The difference between plant and animal protein

Before answering the question of whether vegetable protein is an alternative to animal, it is necessary to address the main difference in the composition of each of them, which lies in their content of essential amino acids, as the sources of animal protein are called complete proteins. Because it contains all the essential amino acids, these sources are:

  • Fish.
  • Eggs of all kinds.
  • Milk, cheese and other derivatives.
  • Red meat.
  • Poultry meat.

Some plant sources of protein are complete protein such as quinoa and buckwheat, and in contrast, plant protein sources are called incomplete proteins. Because it lacks one or more of the essential amino acids, it is therefore recommended for those who depend entirely on plant protein sources for their food to be careful to eat many of them throughout the day and combine more than one source in one meal, and the most important of these sources are:

  • Grain.
  • Legumes.
  • Nuts.
  • Some types of fruits, such as avocados.
  • Soy.
  • Hemp.
  • the rice.
  • Peas.
  • Lentils.

Does Plant protein substitute for animals?

The answer to the question of whether plant protein replaces animal needs to present some nutritional facts related to each of them, which are as follows:

Animal protein sources contain a number of nutrients that are difficult to find in plant protein sources, namely:

  • Vitamin B12: It is found in meat, poultry, fish, and milk and dairy products.
  • Vitamin D: found in fatty fish, eggs, milk, and derivatives.
  • Omega-3: Found in fatty fish.
  • Heme-iron: found in red meat, is more efficiently absorbed by the body than non-heme iron found in plant protein sources.
  • Zinc: in beef and lamb.

Plant sources of protein contain antioxidants in greater quantities than sources of animal protein, and they also contain fiber that keeps the digestive system healthy.

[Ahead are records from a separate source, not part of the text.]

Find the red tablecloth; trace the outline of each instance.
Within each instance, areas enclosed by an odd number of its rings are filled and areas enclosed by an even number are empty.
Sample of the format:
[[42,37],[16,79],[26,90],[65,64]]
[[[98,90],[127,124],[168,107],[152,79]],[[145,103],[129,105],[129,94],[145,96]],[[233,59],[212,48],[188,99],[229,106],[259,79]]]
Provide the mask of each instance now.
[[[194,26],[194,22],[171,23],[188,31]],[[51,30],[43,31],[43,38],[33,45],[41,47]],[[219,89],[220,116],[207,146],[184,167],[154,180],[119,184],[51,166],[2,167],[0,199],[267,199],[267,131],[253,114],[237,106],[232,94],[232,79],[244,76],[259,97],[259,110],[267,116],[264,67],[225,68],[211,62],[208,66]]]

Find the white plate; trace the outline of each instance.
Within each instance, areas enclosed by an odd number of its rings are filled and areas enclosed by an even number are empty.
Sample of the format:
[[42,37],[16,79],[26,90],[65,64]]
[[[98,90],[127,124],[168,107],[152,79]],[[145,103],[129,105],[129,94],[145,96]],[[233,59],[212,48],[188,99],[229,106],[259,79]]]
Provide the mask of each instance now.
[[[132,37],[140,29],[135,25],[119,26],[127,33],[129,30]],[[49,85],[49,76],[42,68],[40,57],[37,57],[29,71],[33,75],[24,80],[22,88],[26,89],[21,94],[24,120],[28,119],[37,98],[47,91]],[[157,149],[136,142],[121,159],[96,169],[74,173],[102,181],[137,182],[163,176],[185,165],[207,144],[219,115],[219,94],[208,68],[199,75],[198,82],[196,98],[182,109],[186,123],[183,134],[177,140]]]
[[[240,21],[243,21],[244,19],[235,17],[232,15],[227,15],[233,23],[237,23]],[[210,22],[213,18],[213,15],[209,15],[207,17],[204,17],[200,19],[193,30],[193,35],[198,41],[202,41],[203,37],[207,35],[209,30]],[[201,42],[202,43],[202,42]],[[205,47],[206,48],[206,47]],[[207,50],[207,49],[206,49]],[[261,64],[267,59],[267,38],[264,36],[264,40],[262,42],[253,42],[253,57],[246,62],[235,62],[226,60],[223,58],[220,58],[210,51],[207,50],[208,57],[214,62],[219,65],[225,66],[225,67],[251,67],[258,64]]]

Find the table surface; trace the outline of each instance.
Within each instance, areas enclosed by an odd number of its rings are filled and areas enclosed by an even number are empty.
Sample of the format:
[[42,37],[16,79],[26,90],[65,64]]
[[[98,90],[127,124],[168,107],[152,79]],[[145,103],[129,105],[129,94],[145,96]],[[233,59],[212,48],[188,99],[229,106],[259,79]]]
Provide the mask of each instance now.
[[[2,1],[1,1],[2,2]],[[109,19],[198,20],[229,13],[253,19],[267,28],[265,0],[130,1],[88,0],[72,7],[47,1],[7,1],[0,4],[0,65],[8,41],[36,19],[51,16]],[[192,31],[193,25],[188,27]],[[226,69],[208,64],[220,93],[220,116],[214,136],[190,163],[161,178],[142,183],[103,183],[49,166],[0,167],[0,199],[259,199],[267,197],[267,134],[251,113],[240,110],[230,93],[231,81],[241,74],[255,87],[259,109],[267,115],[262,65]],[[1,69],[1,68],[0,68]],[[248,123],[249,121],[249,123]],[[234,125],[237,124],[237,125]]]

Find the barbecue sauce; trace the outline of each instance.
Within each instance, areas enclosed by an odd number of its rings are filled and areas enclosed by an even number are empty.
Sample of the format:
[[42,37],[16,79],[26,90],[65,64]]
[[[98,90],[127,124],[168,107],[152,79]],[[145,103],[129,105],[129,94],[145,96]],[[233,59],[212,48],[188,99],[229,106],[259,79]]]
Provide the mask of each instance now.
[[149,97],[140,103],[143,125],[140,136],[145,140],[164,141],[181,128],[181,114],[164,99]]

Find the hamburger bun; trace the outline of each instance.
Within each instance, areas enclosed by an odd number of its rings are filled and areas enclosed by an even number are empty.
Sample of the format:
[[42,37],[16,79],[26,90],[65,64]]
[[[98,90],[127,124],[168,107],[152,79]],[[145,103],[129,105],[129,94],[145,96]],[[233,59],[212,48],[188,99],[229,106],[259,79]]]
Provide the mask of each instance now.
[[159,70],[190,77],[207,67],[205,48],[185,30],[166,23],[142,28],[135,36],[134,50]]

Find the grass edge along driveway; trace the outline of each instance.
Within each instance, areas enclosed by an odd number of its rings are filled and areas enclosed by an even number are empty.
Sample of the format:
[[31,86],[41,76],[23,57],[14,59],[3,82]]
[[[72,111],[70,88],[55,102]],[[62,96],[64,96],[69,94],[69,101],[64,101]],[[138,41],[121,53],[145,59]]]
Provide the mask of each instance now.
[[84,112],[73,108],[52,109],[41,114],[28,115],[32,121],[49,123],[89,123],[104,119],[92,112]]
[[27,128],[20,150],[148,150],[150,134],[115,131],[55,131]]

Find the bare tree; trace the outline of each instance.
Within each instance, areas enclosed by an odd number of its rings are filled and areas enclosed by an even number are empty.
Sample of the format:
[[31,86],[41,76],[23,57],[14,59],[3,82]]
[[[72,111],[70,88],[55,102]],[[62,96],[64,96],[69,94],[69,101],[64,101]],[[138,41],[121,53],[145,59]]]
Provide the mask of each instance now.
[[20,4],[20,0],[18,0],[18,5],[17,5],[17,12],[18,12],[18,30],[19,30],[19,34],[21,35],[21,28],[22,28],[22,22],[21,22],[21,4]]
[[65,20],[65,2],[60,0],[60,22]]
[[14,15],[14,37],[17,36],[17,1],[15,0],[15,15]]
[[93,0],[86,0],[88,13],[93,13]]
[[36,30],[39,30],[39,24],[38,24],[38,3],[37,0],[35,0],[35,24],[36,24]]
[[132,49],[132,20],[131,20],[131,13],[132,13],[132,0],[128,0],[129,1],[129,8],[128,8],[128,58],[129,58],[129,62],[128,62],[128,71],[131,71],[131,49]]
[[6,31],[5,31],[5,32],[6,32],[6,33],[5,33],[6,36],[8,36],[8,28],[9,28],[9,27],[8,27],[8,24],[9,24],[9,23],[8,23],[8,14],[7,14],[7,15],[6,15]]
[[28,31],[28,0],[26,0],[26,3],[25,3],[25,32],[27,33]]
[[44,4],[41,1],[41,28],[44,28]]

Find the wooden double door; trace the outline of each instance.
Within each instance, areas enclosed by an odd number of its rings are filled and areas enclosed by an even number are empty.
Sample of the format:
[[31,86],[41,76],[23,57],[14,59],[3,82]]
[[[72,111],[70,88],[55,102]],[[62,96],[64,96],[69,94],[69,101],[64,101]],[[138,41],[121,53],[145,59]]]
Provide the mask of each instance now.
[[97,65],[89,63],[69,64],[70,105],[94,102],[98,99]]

Relying on vegetable protein sources reduces the amounts of cholesterol and saturated fats in the diet. This helps maintain body weight within healthy levels, reduces cholesterol levels in the blood, and protects against high blood pressure, as sources of animal protein, especially meat, milk, and its derivatives contain cholesterol and fats. Saturated in large amounts, the excessive consumption of which is linked to heart disease.

Total dependence on plant protein sources hinders the digestive system from digesting protein and absorbing some nutrients, especially calcium, zinc, iron, and magnesium. Because they contain some chemical compounds that are produced by plants as a defense against their eaters, such as Lectins and Phytic Acid.

As for the answer to the question whether plant protein is indispensable for animal protein, it is: Yes, it can do so, but on condition that diversity in sources of plant protein is taken care of to ensure that all essential amino acids are obtained, but it is advised to focus on achieving diversity and balance in protein sources instead of concentrating on one source; To benefit from it as much as possible and to ensure access to other nutrients, and it is recommended to consult a nutritionist in the event of a desire to completely or partially dispense with sources of animal protein, to accurately inquire about the body’s needs of protein, its sources and the reasons for this dispensation.